I have occasionally seen salamanders in the persistently wet drain at the bottom of my driveway, but this year due to re-construction of the driveway retaining wall and also our very dry April through July, I saw no salamanders at all until the first day of October! Deborah and I were out moving a few of the rocks we had placed on the landscaping cloth to hold it and its covering pine mulch in place. We lifted up a rock to re-position it when this fellow pictured above wiggled out into view. He was as fine a northern slimy salamander (Plethodon glutinosus) as you could ever expect to see! After he posed for a few pictures he dove back under some of the undisturbed rocks. I hope that he sleeps well this winter and finds a mate so that they can fill up my driveway drain with eggs!

This past May the results of a major U. S. Geological Survey study on global amphibian populations was published in the journal Science Reports. David Miller a Penn State assistant professor of wildlife biology and Staci Amburgy, a Penn State doctoral candidate in ecology were both important participants in this study. Their findings include a very precise estimate of the rate of the world-wide decline in amphibians (populations are shrinking at a rate of 3.79% per year!), and an analysis of the causes of this observed decline (chytrid fungal infections, urbanization and agriculture (causing habitat loss), pesticide pollution, and climate change). The report also noted that the rates of amphibian decline are different in different parts of the world, and that the relative significance of the causal agents of these declines are also different in different places. In the United States, for example, amphibian numbers are declining most rapidly in the Rocky Mountains (primarily due to the effects of pesticides) and on the West Coast(primarily due to the effects of climate change).

There are 7000 known (living) species of amphibians. They have existed on Earth for three hundred million years. They were the first truly terrestrial vertebrates! In the last twenty years, 168 amphibian species have gone extinct and 2469 species have declining population numbers (of these declining species 1856 are under the threat of extinction). In North America there are 440 amphibian species, and 41 of these have either gone extinct or are critically endangered and another 107 are threatened by or vulnerable to extinction.

If we look at the amphibians here in Western Pennsylvania we see in miniature the problems facing amphibian species around the world.
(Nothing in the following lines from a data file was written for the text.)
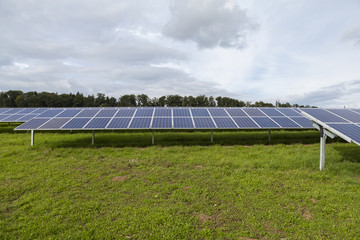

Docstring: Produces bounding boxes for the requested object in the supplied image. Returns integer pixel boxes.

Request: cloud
[289,80,360,108]
[342,25,360,47]
[163,0,258,49]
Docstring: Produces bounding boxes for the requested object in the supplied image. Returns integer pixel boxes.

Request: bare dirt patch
[112,176,129,182]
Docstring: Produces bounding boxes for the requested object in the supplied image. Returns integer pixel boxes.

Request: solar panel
[61,118,91,129]
[327,109,360,123]
[208,108,229,117]
[135,108,154,117]
[129,118,151,129]
[154,108,171,117]
[276,108,302,117]
[38,109,64,118]
[252,117,280,128]
[272,117,300,128]
[190,108,210,117]
[243,108,265,117]
[173,108,191,117]
[76,109,100,118]
[151,117,172,129]
[38,118,70,130]
[214,117,238,128]
[174,118,194,129]
[115,109,135,117]
[233,117,259,128]
[107,118,131,129]
[84,117,111,129]
[194,118,216,128]
[260,108,284,117]
[226,108,247,117]
[290,117,313,128]
[302,108,348,123]
[16,118,50,130]
[96,109,117,118]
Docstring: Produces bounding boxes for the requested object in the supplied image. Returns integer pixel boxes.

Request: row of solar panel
[0,108,301,122]
[301,109,360,145]
[16,116,312,130]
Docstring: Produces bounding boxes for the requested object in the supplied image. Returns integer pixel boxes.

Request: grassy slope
[0,127,360,239]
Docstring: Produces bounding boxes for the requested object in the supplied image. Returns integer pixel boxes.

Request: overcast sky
[0,0,360,107]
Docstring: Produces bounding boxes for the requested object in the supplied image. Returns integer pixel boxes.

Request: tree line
[0,90,310,108]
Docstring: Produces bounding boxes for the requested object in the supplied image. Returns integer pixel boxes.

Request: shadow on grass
[31,130,341,148]
[334,144,360,163]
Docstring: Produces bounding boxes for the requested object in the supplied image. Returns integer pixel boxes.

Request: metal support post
[151,130,155,145]
[31,130,35,146]
[320,126,326,171]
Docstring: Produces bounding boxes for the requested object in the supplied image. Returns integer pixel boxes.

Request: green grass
[0,125,360,239]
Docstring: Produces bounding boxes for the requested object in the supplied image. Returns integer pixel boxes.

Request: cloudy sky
[0,0,360,107]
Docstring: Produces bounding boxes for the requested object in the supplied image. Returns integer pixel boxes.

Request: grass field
[0,125,360,239]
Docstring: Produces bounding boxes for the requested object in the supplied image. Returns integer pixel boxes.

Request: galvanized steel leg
[320,126,326,171]
[31,130,35,146]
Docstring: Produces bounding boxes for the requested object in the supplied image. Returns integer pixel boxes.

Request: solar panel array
[301,108,360,145]
[16,107,313,130]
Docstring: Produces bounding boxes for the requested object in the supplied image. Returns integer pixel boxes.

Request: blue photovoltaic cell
[38,109,64,117]
[56,109,81,117]
[0,114,11,121]
[61,118,91,129]
[16,114,37,122]
[328,124,360,145]
[0,108,10,114]
[107,118,131,129]
[151,117,172,128]
[173,108,191,117]
[16,118,50,130]
[18,108,36,113]
[135,108,154,117]
[194,118,216,128]
[290,117,314,128]
[243,108,265,117]
[276,108,302,117]
[260,108,284,117]
[328,109,360,123]
[233,117,259,128]
[174,118,194,129]
[115,109,135,117]
[190,108,210,117]
[154,108,171,117]
[252,117,280,128]
[2,114,24,122]
[96,109,117,118]
[272,117,300,128]
[32,108,49,113]
[38,118,70,130]
[226,108,247,117]
[129,118,151,129]
[76,109,100,118]
[214,117,237,128]
[85,117,111,129]
[301,108,347,123]
[208,108,229,117]
[6,108,24,114]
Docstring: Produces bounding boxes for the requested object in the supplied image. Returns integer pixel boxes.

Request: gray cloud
[290,80,360,107]
[163,0,258,49]
[0,0,231,97]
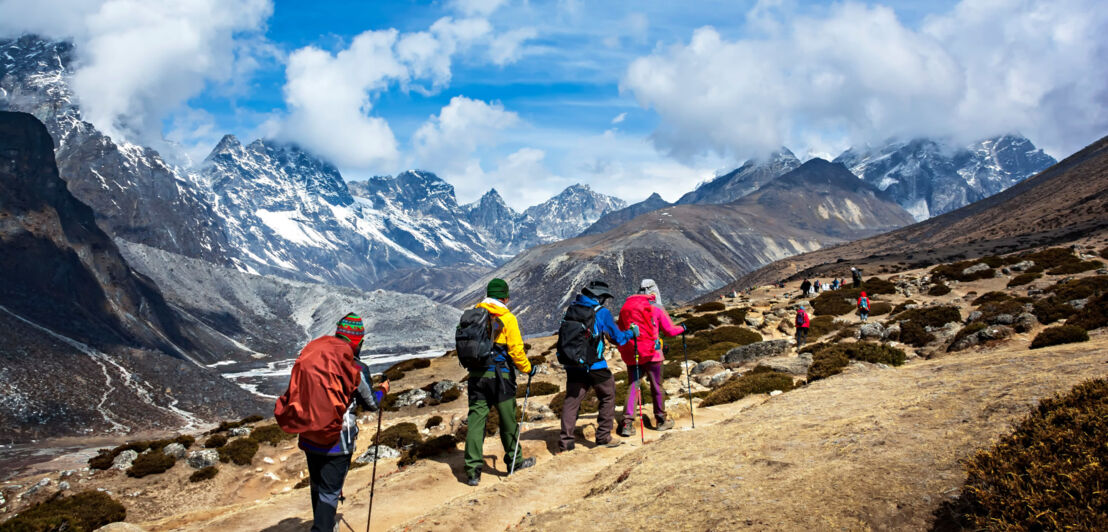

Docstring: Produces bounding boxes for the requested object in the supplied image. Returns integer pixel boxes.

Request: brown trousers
[557,370,616,451]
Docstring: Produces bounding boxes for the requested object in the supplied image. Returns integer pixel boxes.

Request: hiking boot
[515,457,535,471]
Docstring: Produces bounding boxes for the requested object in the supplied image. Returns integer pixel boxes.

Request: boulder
[689,360,722,375]
[186,449,219,469]
[393,388,429,408]
[353,444,400,463]
[858,321,885,340]
[720,340,789,364]
[431,380,461,399]
[162,442,185,460]
[112,449,139,469]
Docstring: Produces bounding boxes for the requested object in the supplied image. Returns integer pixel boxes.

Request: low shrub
[693,301,727,313]
[927,283,951,297]
[378,423,421,450]
[1008,272,1043,288]
[1046,260,1105,275]
[0,491,127,532]
[515,381,562,399]
[216,438,258,466]
[700,370,793,407]
[681,314,719,335]
[127,451,176,479]
[249,423,296,447]
[896,305,962,328]
[397,434,458,468]
[699,325,762,346]
[932,379,1108,530]
[1032,325,1089,349]
[900,321,935,347]
[204,434,227,449]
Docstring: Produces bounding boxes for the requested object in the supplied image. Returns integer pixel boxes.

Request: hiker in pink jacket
[619,279,685,438]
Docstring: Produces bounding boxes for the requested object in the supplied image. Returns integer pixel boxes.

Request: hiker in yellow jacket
[465,279,535,485]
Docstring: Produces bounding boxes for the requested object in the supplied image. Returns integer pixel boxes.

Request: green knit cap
[485,278,507,299]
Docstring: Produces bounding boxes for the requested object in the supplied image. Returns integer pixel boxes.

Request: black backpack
[454,307,500,371]
[556,305,601,369]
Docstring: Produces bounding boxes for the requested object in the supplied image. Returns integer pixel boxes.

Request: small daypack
[454,307,500,371]
[556,305,601,369]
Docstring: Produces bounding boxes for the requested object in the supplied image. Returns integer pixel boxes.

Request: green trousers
[465,379,522,477]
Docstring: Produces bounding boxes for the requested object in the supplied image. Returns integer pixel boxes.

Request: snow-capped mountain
[677,146,800,205]
[0,35,225,262]
[834,135,1056,221]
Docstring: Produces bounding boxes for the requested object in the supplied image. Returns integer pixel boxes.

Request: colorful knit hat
[485,278,507,299]
[335,313,366,346]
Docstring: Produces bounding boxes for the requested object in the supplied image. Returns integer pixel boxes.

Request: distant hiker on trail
[555,280,638,452]
[619,279,685,438]
[797,305,811,351]
[274,314,389,532]
[454,279,535,485]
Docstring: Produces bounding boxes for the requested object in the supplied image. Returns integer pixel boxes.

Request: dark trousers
[305,452,352,532]
[557,370,616,451]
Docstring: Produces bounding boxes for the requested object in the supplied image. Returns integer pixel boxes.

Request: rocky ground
[0,241,1108,531]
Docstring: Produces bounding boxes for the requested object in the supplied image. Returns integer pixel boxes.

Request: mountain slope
[724,133,1108,290]
[449,160,912,334]
[0,112,258,441]
[835,135,1056,221]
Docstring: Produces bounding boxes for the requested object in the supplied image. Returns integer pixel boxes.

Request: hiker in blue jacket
[558,280,638,451]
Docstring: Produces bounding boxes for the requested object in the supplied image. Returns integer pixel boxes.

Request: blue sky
[0,0,1108,208]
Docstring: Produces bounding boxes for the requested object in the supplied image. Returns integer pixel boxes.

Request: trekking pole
[507,374,532,477]
[366,387,384,532]
[681,330,696,429]
[635,336,646,446]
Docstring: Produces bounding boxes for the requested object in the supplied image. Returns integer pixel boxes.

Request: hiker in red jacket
[797,305,811,351]
[274,314,389,532]
[619,279,685,438]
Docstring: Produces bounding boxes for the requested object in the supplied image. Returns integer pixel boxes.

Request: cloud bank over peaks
[620,0,1108,160]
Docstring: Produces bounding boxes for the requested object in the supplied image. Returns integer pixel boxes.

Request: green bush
[681,314,719,335]
[0,491,127,532]
[927,283,951,297]
[933,379,1108,531]
[700,369,793,407]
[216,438,258,466]
[249,423,296,447]
[699,325,762,346]
[188,466,219,482]
[812,290,858,316]
[896,305,962,328]
[693,301,727,313]
[1008,273,1043,288]
[127,451,176,479]
[1032,325,1089,349]
[900,321,935,347]
[379,423,421,450]
[204,433,227,449]
[515,381,562,399]
[397,434,458,468]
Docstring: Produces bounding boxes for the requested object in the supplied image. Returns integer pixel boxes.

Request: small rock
[162,442,187,460]
[689,360,722,375]
[112,449,139,469]
[353,446,400,463]
[186,449,219,469]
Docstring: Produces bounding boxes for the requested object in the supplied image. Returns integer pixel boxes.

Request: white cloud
[0,0,273,154]
[622,0,1108,160]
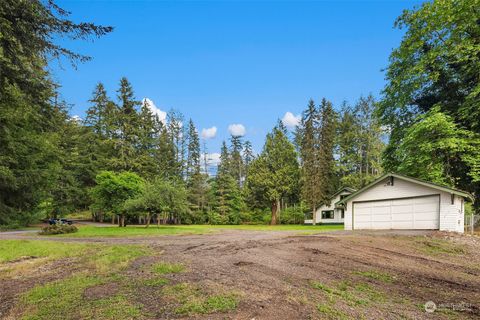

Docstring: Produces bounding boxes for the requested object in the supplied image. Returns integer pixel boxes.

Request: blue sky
[53,0,419,158]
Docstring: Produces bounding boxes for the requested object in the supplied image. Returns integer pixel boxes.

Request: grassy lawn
[47,225,343,238]
[0,240,155,320]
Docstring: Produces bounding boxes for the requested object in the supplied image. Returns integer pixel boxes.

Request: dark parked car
[48,218,73,225]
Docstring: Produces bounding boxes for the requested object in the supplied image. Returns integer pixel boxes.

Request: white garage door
[353,195,440,230]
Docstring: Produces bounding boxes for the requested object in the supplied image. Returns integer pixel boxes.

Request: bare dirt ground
[0,230,480,320]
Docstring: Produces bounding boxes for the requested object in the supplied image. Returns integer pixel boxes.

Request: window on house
[322,210,333,219]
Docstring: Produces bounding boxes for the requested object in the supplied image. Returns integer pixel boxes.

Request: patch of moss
[353,270,395,283]
[317,304,350,320]
[162,283,239,315]
[417,239,467,255]
[152,262,185,274]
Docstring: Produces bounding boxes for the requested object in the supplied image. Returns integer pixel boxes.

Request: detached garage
[336,173,471,232]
Our salamanders have succumbed to the stresses of habitat destruction and, possibly, acid rain. Our spring peepers and wood frogs have declined because of habitat destruction (especially the human generated landscape erasure of their vital vernal pools). Our great generalists (the American toads) and large pond dwellers (bullfrogs and green frogs) are hanging in there, but I am sure are in some decline because of habitat degradation and water pollution.

The Spring sounds empty without the choruses of the peepers, and woods seem less alive without the thrashing and “quacking” of the wood frogs. Everyone needs to do more to help these species survive!